Petit bonheur numéro trois cent vingt trois : faire courir ses doigts sur un piano

Ce petit bonheur là monte la gamme.

Le piano ne sert plus depuis longtemps. Il a été oublié là, fermé un jour après une dernière leçon. Il attend dans un coin de la pièce qu’on se souvienne de sa présence. Le piano ne joue plus, il est devenu repose bibelot.

Dans son sommeil poussiéreux, il passe le temps en conversant avec le dauphin en plâtre et la boule à neige, posés sur un napperon jaunie. Une branche de gui accrochée à son bois vernis, un mini chevalet avec une photo dans un cadre.

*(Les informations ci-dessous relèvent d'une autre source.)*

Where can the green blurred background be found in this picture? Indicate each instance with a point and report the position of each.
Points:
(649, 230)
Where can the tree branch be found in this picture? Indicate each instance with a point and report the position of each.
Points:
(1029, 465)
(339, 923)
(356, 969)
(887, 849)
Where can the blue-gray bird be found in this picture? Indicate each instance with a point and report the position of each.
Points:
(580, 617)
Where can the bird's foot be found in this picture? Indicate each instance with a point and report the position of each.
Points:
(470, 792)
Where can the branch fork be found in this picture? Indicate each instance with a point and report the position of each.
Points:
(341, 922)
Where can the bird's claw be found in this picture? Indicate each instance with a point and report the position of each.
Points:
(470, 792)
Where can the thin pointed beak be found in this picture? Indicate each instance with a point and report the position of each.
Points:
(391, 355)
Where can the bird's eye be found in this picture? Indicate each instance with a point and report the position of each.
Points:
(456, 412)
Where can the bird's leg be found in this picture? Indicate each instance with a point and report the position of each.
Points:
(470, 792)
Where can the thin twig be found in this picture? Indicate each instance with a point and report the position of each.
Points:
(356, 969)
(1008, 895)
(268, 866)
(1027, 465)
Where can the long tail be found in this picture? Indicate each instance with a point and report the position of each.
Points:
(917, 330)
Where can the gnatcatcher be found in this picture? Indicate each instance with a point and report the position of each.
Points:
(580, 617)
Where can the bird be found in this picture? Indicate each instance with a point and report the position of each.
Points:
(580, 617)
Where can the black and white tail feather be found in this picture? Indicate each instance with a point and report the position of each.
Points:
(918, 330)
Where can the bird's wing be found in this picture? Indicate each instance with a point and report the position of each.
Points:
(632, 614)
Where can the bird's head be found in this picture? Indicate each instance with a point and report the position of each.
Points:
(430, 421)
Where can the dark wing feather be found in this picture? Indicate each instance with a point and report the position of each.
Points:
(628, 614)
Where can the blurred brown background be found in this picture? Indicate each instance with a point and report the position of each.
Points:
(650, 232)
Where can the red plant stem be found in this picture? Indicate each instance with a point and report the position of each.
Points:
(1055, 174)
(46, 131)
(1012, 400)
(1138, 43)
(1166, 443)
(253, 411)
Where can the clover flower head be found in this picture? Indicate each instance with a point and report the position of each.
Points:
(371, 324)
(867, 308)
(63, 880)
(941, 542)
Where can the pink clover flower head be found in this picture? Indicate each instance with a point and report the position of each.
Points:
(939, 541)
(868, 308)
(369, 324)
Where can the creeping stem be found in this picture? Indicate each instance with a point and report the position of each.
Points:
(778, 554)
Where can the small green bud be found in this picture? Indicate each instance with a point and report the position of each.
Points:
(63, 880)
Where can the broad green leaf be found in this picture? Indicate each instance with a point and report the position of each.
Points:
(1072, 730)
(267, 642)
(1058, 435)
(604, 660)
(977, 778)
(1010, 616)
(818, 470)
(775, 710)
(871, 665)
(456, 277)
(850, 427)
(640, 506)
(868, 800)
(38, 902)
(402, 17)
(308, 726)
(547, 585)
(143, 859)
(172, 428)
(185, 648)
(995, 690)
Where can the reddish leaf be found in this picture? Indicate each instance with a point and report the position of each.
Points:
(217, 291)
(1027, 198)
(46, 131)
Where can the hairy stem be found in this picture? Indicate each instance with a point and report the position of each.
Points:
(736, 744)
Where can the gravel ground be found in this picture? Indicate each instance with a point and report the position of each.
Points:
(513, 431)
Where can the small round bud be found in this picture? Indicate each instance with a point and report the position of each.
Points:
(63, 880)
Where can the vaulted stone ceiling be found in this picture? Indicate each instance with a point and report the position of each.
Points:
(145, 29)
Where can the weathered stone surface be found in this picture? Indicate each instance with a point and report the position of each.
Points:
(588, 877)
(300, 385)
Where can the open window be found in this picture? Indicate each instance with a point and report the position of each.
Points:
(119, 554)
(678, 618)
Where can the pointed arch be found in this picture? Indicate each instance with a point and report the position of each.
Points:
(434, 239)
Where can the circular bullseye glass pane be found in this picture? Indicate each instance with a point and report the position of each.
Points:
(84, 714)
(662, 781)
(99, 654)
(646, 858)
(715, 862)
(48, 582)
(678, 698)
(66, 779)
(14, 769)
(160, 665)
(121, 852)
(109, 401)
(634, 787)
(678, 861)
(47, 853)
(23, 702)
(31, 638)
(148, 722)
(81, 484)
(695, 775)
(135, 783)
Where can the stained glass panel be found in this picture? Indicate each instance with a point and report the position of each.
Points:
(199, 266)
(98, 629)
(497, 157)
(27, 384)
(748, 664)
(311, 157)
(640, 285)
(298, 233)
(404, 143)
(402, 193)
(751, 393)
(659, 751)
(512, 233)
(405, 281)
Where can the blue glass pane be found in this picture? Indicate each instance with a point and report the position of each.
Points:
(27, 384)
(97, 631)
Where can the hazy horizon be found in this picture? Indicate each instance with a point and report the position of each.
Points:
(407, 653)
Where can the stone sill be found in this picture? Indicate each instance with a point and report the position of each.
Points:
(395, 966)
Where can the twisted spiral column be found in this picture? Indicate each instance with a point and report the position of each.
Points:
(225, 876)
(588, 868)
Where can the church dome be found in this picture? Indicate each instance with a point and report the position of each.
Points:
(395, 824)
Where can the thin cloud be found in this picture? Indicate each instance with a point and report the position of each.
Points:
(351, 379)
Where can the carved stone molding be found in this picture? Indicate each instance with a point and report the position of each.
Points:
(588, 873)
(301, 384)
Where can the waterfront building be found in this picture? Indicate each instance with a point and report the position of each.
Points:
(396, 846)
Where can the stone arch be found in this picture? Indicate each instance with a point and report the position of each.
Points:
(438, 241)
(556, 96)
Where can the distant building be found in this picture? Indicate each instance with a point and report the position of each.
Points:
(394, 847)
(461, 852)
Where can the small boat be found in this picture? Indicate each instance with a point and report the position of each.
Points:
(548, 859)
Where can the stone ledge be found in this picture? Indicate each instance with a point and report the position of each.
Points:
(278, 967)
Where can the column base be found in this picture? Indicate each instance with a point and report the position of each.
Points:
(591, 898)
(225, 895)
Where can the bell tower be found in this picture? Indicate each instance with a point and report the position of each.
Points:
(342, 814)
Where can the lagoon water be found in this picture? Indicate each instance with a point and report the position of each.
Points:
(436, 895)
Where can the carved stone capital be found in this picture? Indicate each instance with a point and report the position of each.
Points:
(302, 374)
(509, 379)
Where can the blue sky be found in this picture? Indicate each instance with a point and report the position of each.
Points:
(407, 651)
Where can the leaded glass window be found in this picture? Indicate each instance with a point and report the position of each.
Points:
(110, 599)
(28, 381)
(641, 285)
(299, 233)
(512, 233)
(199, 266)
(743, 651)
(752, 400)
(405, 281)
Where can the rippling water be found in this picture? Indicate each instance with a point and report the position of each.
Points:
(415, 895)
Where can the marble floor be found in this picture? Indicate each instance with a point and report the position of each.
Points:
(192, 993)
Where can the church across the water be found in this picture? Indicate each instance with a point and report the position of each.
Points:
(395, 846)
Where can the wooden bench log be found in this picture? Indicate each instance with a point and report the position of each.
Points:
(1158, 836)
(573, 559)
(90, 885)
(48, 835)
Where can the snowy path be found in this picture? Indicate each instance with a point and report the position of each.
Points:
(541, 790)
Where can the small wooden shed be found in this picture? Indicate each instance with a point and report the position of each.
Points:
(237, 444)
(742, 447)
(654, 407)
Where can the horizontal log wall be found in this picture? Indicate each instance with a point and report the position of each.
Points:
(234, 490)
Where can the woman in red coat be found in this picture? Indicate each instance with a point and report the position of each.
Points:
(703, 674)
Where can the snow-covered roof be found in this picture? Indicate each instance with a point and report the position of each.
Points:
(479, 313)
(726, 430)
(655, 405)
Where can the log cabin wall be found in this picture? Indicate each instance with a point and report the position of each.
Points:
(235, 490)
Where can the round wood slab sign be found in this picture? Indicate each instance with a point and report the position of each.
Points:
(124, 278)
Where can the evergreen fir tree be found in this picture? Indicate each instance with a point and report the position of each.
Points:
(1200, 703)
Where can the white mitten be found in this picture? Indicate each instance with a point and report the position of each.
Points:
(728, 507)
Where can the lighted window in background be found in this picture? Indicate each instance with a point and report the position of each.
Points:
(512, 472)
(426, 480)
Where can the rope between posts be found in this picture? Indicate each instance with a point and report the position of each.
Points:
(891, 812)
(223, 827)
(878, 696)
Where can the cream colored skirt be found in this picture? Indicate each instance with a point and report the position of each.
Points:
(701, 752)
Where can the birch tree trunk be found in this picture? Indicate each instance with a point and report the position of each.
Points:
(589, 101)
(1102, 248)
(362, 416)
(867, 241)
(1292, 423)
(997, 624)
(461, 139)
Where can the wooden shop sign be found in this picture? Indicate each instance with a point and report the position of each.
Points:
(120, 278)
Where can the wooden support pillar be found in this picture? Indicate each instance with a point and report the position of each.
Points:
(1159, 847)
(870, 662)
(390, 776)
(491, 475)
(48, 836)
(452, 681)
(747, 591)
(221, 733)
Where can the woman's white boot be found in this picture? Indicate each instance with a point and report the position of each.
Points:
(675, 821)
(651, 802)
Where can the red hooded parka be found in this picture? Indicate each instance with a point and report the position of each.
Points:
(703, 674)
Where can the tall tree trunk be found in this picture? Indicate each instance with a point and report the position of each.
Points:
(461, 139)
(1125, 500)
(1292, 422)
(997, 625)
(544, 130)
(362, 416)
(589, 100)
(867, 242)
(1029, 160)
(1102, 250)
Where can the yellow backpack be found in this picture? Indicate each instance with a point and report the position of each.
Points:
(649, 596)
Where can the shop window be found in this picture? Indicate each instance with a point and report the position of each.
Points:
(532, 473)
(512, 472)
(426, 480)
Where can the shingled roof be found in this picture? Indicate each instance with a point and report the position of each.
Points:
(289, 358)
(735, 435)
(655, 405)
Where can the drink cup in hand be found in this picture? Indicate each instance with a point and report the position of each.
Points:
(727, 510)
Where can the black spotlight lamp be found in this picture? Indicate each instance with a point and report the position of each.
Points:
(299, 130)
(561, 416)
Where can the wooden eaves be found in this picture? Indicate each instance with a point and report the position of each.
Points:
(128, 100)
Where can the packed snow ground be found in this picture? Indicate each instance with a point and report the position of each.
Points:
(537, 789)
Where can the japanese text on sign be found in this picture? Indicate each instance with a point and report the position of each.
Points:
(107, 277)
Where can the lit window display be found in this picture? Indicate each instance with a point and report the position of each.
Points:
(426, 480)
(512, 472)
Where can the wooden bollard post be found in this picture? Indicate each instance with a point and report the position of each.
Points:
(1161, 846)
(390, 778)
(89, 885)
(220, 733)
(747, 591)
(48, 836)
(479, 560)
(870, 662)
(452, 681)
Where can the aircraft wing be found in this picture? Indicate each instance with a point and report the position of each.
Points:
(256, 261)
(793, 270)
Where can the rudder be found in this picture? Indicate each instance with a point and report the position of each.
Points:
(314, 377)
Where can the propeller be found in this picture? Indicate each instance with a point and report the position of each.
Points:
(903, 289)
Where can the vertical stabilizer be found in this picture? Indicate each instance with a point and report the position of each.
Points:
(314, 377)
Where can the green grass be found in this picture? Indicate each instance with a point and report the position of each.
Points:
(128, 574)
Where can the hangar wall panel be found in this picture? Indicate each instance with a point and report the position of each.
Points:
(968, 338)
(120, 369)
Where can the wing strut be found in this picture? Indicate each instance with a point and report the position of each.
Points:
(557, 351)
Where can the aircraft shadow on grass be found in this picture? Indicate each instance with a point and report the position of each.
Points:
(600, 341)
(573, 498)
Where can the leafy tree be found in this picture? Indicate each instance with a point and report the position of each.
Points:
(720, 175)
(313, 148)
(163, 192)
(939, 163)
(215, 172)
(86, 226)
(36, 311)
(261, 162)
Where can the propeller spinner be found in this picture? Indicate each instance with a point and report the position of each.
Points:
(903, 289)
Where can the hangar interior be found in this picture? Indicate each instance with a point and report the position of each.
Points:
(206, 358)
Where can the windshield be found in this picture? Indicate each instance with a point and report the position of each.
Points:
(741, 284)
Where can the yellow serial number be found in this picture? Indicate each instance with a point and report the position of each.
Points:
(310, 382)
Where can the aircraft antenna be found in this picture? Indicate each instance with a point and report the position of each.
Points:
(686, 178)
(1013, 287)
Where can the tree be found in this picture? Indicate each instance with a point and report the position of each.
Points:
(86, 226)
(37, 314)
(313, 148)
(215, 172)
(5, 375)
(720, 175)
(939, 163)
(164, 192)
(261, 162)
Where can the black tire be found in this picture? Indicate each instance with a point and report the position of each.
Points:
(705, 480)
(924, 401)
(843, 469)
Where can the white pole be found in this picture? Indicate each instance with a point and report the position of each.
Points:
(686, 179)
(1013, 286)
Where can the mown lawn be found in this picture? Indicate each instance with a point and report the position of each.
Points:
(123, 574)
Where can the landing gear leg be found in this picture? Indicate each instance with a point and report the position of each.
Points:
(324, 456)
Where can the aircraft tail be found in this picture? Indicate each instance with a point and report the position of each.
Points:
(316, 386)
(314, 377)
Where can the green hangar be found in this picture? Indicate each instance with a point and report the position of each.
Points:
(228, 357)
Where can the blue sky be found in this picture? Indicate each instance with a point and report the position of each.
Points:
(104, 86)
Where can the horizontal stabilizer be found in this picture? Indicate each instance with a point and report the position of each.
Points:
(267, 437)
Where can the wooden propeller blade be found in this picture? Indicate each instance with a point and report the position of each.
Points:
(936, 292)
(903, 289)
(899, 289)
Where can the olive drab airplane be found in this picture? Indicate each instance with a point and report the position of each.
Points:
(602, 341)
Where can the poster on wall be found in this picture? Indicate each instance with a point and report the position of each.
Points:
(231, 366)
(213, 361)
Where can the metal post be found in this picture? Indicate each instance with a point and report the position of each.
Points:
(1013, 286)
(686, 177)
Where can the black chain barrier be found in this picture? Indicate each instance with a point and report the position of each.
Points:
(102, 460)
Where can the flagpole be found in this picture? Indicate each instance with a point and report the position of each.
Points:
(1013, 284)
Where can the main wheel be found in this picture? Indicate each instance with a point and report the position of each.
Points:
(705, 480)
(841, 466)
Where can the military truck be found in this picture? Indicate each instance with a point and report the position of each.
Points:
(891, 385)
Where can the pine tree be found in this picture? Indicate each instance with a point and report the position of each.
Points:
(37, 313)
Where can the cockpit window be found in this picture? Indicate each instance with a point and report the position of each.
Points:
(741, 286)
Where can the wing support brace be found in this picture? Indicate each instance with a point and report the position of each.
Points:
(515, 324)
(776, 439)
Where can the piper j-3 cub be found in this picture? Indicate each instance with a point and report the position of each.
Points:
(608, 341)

Et puis, un jour, une main ouvre son coffre. Une main effleure ses blanches et ses noires. Une main caresse son ivoire. Le piano frémit, comme au premier jour. Le piano, sous le coup de l’émotion, sonne un peu faux. Le piano joue les effarouché. Puis, timidement, se laisse aller à chanter la valse, à chanter du Bach et à chanter du Valdi. Puis, timidement, il laisse vibrer sa voix mélodieuse dans un jeu précis, un équilibre entre les phalanges et ses touches d’épicéa. Le bois chante comme il chantait jadis, il y a cent ans déjà, dans une foret au loin.

La mélodie s’échappe de son coffre, l’air se vrille et tremble. Les doigts courent, les doigts dansent. Le piano les accompagne. Un vrai petit bonheur.